Confronting Ambiguity in 6D Object Pose Estimation via Score-Based Diffusion on SE(3)
Tsu-Ching Hsiao, Hao-Wei Chen, Hsuan-Kung Yang, Chun-Yi Lee
TL;DR
This work introduces the first image-domain diffusion model on the SE(3) group for 6D object pose estimation, addressing pose ambiguity stemming from symmetries and occlusions by jointly modeling rotation and translation. It develops a score-based framework on Lie groups with a surrogate Stein score to improve convergence and efficiency, demonstrated on synthetic SYMSOL/SYMSOL-T data and the real-world T-LESS dataset. The approach learns multi-modal pose distributions without symmetry annotations or 3D models, achieving competitive rotation accuracy and real-time inference. Ablation studies validate the surrogate-score's advantages, the benefits of SE(3) parametrization over $R^3SO(3)$, and the robustness to perspective-induced ambiguity. Overall, the method offers a principled, scalable strategy for robust 6D pose estimation in challenging visual conditions.
Abstract
Addressing pose ambiguity in 6D object pose estimation from single RGB images presents a significant challenge, particularly due to object symmetries or occlusions. In response, we introduce a novel score-based diffusion method applied to the $SE(3)$ group, marking the first application of diffusion models to $SE(3)$ within the image domain, specifically tailored for pose estimation tasks.

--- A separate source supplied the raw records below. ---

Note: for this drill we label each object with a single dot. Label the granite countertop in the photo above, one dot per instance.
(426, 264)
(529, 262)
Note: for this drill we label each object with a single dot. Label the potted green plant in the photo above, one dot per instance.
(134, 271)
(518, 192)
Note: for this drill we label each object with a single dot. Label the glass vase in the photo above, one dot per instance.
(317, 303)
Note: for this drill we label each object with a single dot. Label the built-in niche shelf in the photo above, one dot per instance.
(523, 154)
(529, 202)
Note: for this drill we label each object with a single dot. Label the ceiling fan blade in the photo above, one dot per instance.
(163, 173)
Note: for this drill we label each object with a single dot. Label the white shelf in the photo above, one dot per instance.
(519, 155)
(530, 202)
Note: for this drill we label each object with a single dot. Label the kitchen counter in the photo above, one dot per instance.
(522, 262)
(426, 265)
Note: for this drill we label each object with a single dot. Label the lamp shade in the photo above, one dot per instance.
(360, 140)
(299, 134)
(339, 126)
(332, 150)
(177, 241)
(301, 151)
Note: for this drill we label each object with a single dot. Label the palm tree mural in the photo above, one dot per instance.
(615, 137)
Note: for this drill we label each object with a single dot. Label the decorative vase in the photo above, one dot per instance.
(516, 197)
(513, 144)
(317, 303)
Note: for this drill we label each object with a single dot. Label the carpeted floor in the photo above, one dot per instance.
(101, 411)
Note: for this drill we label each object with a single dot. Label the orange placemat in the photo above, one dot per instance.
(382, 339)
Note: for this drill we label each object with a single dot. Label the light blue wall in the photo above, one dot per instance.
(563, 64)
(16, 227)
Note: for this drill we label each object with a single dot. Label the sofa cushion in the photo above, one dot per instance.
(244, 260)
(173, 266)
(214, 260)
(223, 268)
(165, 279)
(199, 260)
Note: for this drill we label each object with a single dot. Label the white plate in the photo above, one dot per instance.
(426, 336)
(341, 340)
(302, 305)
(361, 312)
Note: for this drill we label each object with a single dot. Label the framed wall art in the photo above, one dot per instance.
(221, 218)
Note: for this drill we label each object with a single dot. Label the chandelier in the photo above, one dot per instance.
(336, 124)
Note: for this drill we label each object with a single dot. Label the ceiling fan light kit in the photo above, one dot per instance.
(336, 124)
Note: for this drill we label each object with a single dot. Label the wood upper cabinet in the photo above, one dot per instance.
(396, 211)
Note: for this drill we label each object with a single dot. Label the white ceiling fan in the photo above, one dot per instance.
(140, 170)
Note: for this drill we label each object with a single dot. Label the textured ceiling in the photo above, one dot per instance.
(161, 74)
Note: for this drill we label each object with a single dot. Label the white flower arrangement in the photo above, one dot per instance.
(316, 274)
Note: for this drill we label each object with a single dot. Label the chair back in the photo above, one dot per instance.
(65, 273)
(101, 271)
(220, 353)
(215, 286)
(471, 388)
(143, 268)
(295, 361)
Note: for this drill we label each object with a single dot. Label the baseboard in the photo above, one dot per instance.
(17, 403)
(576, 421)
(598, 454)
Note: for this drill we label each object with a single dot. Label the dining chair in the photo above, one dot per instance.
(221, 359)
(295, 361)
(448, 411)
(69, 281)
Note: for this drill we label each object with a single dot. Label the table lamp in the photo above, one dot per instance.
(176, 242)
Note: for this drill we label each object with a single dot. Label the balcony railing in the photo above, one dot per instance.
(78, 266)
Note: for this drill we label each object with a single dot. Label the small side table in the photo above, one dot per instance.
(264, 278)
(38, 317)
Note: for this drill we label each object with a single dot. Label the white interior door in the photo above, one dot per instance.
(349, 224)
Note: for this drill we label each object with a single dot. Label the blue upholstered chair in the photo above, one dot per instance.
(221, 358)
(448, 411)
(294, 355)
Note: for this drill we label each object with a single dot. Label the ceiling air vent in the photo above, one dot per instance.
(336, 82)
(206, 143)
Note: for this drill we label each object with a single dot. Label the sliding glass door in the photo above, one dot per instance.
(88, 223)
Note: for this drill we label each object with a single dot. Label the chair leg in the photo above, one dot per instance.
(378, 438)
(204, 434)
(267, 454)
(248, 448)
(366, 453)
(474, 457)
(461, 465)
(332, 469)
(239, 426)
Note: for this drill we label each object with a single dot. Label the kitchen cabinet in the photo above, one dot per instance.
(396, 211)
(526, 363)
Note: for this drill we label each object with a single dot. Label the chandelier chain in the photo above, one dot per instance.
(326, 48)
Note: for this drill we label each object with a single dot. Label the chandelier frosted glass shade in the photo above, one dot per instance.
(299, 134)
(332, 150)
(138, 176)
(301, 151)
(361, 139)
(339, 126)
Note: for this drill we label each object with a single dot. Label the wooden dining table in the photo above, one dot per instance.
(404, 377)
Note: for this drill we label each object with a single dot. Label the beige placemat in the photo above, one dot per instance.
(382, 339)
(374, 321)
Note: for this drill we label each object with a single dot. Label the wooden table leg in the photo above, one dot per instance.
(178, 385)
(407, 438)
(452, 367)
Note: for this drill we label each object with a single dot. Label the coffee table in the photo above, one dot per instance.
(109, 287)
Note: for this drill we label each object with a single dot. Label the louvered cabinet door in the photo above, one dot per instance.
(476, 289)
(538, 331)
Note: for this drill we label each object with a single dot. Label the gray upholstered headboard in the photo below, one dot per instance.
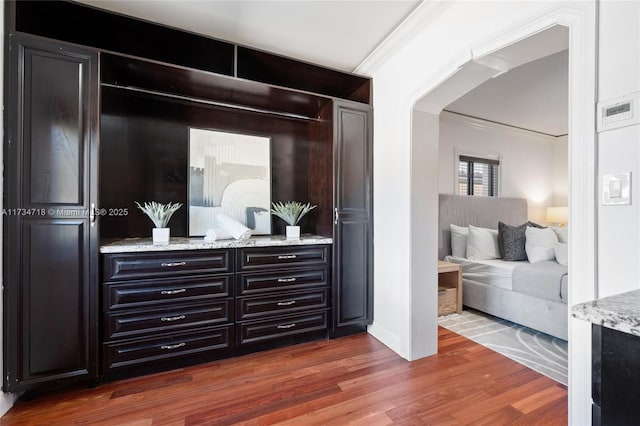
(464, 210)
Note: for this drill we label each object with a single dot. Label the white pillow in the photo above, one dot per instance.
(561, 251)
(561, 233)
(459, 240)
(539, 244)
(482, 243)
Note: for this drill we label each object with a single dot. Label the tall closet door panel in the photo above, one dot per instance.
(351, 298)
(354, 169)
(54, 127)
(352, 235)
(55, 301)
(51, 240)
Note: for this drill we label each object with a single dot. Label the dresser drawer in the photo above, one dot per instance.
(256, 283)
(255, 332)
(256, 307)
(165, 291)
(169, 346)
(126, 266)
(129, 324)
(282, 257)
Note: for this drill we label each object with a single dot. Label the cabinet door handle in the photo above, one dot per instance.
(92, 215)
(285, 326)
(172, 264)
(182, 290)
(179, 317)
(169, 347)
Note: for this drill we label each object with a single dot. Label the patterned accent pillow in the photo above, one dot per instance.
(512, 240)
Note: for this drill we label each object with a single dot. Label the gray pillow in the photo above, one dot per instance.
(512, 239)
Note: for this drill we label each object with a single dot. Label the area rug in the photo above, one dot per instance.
(539, 351)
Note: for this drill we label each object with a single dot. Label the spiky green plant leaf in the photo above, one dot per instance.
(159, 213)
(291, 211)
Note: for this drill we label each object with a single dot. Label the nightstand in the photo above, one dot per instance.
(449, 288)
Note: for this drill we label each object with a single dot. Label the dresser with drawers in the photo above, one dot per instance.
(198, 301)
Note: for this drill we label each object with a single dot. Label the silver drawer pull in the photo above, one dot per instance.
(287, 326)
(182, 290)
(169, 347)
(172, 264)
(179, 317)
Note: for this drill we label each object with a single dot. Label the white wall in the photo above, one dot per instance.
(560, 179)
(618, 150)
(431, 50)
(429, 55)
(526, 159)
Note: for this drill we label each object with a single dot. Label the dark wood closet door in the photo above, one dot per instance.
(50, 245)
(353, 252)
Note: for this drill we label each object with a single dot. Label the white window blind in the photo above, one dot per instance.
(478, 176)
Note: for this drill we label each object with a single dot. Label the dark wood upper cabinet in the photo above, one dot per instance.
(88, 26)
(76, 75)
(50, 245)
(353, 219)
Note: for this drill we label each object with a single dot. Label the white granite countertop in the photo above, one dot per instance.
(620, 312)
(132, 245)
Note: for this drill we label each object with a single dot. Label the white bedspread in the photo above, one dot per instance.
(495, 272)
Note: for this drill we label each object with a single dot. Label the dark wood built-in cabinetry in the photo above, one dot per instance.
(160, 306)
(51, 242)
(98, 118)
(206, 304)
(281, 291)
(352, 267)
(615, 377)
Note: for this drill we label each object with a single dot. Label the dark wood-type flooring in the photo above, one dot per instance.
(352, 380)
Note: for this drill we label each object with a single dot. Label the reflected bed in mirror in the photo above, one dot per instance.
(229, 173)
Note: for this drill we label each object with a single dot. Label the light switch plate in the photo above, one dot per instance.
(616, 189)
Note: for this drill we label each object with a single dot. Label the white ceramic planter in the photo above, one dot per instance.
(293, 232)
(161, 235)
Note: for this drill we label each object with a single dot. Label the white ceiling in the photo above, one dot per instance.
(341, 34)
(337, 34)
(533, 96)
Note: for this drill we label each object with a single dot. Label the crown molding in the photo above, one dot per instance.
(487, 125)
(421, 16)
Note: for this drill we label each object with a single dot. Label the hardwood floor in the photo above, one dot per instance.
(352, 380)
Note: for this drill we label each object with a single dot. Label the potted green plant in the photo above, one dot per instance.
(291, 212)
(160, 214)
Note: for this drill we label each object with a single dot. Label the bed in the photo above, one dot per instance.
(531, 294)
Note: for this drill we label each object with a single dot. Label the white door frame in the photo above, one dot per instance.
(581, 21)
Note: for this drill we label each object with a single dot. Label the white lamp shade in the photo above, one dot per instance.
(557, 214)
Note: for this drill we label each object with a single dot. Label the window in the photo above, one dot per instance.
(478, 176)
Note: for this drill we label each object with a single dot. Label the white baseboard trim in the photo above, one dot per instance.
(6, 401)
(387, 338)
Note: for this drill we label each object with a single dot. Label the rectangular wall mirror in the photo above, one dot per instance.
(229, 173)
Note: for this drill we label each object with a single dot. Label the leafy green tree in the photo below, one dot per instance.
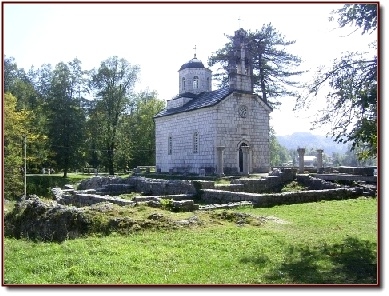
(137, 144)
(112, 85)
(66, 117)
(351, 104)
(22, 86)
(278, 154)
(273, 67)
(14, 132)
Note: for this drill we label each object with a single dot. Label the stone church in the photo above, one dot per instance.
(225, 131)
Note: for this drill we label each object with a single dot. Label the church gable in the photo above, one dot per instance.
(226, 130)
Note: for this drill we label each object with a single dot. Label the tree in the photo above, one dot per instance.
(66, 117)
(22, 87)
(278, 154)
(14, 124)
(273, 67)
(351, 104)
(137, 144)
(113, 85)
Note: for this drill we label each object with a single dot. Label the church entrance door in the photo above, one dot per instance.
(241, 157)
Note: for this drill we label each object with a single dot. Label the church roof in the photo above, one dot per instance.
(202, 100)
(193, 63)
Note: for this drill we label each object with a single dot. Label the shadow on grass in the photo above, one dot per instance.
(352, 262)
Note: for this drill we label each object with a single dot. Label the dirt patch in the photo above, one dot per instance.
(40, 220)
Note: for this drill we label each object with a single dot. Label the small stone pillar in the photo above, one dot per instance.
(319, 161)
(301, 152)
(245, 150)
(220, 160)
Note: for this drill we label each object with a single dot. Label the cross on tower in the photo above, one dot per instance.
(239, 19)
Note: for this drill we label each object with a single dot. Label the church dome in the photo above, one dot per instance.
(193, 63)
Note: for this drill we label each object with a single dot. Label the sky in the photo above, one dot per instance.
(161, 37)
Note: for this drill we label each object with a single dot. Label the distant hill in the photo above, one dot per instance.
(307, 140)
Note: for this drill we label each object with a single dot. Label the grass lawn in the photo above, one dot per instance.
(329, 242)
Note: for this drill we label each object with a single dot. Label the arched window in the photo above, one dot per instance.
(195, 82)
(170, 145)
(196, 142)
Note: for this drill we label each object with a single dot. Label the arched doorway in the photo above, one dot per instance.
(241, 157)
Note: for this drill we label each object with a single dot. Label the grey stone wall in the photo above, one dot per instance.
(268, 200)
(219, 125)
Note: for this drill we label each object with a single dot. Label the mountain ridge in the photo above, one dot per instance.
(310, 141)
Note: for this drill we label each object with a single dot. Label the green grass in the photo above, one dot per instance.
(42, 184)
(329, 242)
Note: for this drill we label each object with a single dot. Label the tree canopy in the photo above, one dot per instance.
(274, 69)
(351, 103)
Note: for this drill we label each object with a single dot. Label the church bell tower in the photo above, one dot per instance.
(240, 64)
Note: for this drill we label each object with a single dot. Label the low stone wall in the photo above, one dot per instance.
(85, 199)
(271, 183)
(361, 171)
(147, 186)
(268, 200)
(316, 183)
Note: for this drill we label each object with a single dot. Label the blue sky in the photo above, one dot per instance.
(161, 37)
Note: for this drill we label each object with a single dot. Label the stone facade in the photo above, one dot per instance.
(202, 129)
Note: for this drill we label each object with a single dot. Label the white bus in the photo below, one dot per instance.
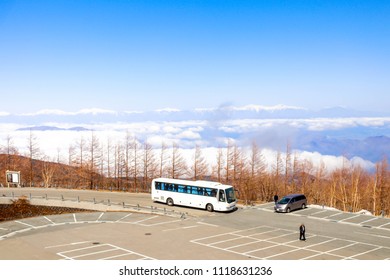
(200, 194)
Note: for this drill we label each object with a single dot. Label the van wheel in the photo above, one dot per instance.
(209, 207)
(170, 201)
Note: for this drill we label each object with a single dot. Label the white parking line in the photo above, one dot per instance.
(375, 218)
(180, 228)
(49, 220)
(384, 225)
(124, 217)
(369, 251)
(101, 215)
(147, 219)
(26, 224)
(122, 252)
(68, 244)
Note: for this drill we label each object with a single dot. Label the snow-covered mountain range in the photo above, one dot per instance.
(331, 131)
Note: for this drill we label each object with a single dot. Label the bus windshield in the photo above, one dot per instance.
(231, 197)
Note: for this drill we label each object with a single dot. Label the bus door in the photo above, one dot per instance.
(221, 196)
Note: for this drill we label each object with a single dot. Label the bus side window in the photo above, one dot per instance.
(222, 196)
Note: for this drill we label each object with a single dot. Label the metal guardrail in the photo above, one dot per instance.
(105, 202)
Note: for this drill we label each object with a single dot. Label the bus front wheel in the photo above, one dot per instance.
(170, 201)
(209, 207)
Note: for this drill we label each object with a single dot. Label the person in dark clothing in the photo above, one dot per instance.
(302, 231)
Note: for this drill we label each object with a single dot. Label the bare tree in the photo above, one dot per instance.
(48, 170)
(149, 164)
(33, 152)
(219, 165)
(163, 158)
(135, 161)
(199, 167)
(178, 165)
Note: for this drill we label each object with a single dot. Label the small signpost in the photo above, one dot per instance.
(13, 178)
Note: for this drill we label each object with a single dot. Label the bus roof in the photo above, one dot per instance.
(198, 183)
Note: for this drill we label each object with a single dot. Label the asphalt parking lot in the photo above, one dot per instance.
(248, 233)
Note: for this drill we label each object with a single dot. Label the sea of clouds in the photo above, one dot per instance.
(332, 137)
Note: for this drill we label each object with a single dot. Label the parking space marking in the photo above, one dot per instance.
(146, 219)
(101, 215)
(375, 218)
(25, 224)
(180, 228)
(103, 251)
(124, 217)
(384, 225)
(71, 244)
(50, 221)
(265, 245)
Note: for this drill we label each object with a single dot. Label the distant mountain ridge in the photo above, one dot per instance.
(171, 114)
(332, 131)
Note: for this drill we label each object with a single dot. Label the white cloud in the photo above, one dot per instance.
(258, 108)
(167, 110)
(93, 111)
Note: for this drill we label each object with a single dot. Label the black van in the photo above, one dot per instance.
(291, 202)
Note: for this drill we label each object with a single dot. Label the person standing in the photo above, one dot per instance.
(276, 198)
(302, 231)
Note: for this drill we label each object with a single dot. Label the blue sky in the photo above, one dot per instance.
(146, 55)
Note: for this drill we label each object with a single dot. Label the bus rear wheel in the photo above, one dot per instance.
(170, 201)
(209, 207)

Extensive evaluations demonstrate the method's efficacy in handling pose ambiguity, mitigating perspective-induced ambiguity, and showcasing the robustness of our surrogate Stein score formulation on $SE(3)$. This formulation not only improves the convergence of denoising process but also enhances computational efficiency. Thus, we pioneer a promising strategy for 6D object pose estimation.